彼女の役は、グレゴリウス(ジェレミー・アイアンズ)が、たまたま手に入れた本の著者アマデウ・デ・プラドを追うなかで出会うアマデウの妹アドリアーナである。アマデウは、医者であるが、次第に友人のジョアン(トム・コートネイ/若い時代はマルコ・ダルメイダ)やジョルジェ(ブルーノ・ガンツ/若い時代はアウグスト・ディール)らと、ポルトガルの独裁政権打倒のレジスタンス運動に加担していった。

シャーロット・ランプリングが演じる妹アドリアーナは、独裁政権の時代(1974年のカーネーション革命以前)に、兄アマデウの診療所の献身的な看護婦を務めてきた。彼は、カーネーション革命を待たずに死んだが、その後40年ちかい時間が経っても、アドリアーナは、兄が「家を留守にしている」だけであるという意識で生きている。グレゴリウスが手に入れた本を出版したのも彼女であり、彼の生存を妄想しているわけではない。それを知りつつも、アマデウの診察室や書斎をもとのまま「時間が止まった」状態にしているのである。いつも身に着けている黒服は、喪に服する意味なのであろう。

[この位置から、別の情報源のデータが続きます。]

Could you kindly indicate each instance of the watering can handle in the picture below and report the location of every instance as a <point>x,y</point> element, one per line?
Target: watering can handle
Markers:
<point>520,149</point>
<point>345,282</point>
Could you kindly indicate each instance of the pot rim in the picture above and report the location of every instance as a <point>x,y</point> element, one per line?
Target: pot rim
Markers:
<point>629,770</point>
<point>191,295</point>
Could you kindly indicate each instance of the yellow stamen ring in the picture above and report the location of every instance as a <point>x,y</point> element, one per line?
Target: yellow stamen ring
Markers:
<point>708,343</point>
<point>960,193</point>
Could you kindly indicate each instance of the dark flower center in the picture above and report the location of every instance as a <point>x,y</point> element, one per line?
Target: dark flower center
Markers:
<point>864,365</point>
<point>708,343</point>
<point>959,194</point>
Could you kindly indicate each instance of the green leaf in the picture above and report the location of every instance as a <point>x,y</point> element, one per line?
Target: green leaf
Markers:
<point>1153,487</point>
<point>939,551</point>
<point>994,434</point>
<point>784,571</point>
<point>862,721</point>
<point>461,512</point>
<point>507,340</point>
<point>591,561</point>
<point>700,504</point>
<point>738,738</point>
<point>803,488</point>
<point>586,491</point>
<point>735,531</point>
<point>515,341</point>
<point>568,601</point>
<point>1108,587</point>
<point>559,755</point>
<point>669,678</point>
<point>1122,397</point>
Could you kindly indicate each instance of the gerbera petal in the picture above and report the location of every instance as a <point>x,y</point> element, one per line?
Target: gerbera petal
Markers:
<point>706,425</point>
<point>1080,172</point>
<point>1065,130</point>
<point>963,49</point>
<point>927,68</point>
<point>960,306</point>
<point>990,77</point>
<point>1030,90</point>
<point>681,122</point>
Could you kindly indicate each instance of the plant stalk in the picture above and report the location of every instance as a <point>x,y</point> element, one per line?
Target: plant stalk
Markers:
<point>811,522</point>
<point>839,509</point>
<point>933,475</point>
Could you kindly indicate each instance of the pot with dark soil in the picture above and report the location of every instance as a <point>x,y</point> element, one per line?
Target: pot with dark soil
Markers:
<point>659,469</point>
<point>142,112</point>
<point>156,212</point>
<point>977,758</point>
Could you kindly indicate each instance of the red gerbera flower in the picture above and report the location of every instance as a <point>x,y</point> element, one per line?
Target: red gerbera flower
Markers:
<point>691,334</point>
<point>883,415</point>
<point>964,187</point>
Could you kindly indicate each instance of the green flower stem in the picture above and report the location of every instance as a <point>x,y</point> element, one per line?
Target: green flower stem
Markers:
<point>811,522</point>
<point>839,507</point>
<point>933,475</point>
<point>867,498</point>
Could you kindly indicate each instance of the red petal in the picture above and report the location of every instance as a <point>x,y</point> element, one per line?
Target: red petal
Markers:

アドリアーナの役は、最初、ヴァネッサ・レッドグレーヴが演じることになっていたそうだが、シャーロット・ランプリングが演じることになったのはさいわいだった。ヴァネッサの演技力も並々ならぬものであるとしても、アドリアーナが送った人生のなかで蓄積した気難しさと偏屈さ、そして兄への単なる家族愛をこえた近親相姦的なものを秘めた愛を演じるには、シャーロット・ランプリングをおいてほかにはいない。原作は、グレゴリウスが、さがしあてたかつてのアマデウの診療所を訪ねたときに姿をあらわすアドリアーナをつぎのように記述している。
目の前に立つ全身黒ずくめの背の高い女性は、その尼僧を思わせる厳しい美貌で、ギリシア悲劇から抜け出てきたかのように見えた。青白いやせた顔のまわりをクロシュッ卜編みのス力ーフで覆い、先端を顎の下で合わせて、手で押さえている。細く骨ばった手に浮きとがった青黒い血管が、その顔よりもはっきりと、彼女が高齡であることを物語つていた。黑いダィヤモンドのように輝く窪んだ瞳から苦々しい視線を放ち、女性はグレゴリゥスをじろじろと観察した。その視線は、欠乏を物粉語つていた。自制と自己否定とを。なんの抵抗もなしに流れに身を任せるばかりの人生を送る人間たちへ、モーセのよう警告を発する視線。この瞳は炎のように燃え上がることもあるだろう、とグレゴウスは思った。(p.117)

映画では、グレゴリウスがリスボンに到着し、街の小さなホテルを見つけて泊まり、それから地図をたよりに街をさまよい、最初に訪ねるのがアドリアーナの家である。ベルを押すと召使の老女が出てくるが、原作ではアドリアーナが直接出てくるように書かれている。不愛想な彼女の対応にあわてながら、グレゴリウスは、とっさに例の本を出し、アマデウの写真を見せながら「フランス語」で「この人が医者で、ここに暮らし、ここで働いていたことはわかっています」と口走る。「私は・・・私は、この人が暮らした場所を見てみたかったんです。そして、彼を知っていた人と話してみたかった。この人はこの本に、非常に印象深いことを書いています。賢明な文章、素晴らしい文章です。こんな文章を書くことができるのがどんな人だったのかを、知りたいんです。そして、この人とともに生きることが、どんなものだったのかを」(p.118) 。グレゴリウスの青年のような緊張感は、ジェレミー・アイアンズもほぼ原作通りに出している。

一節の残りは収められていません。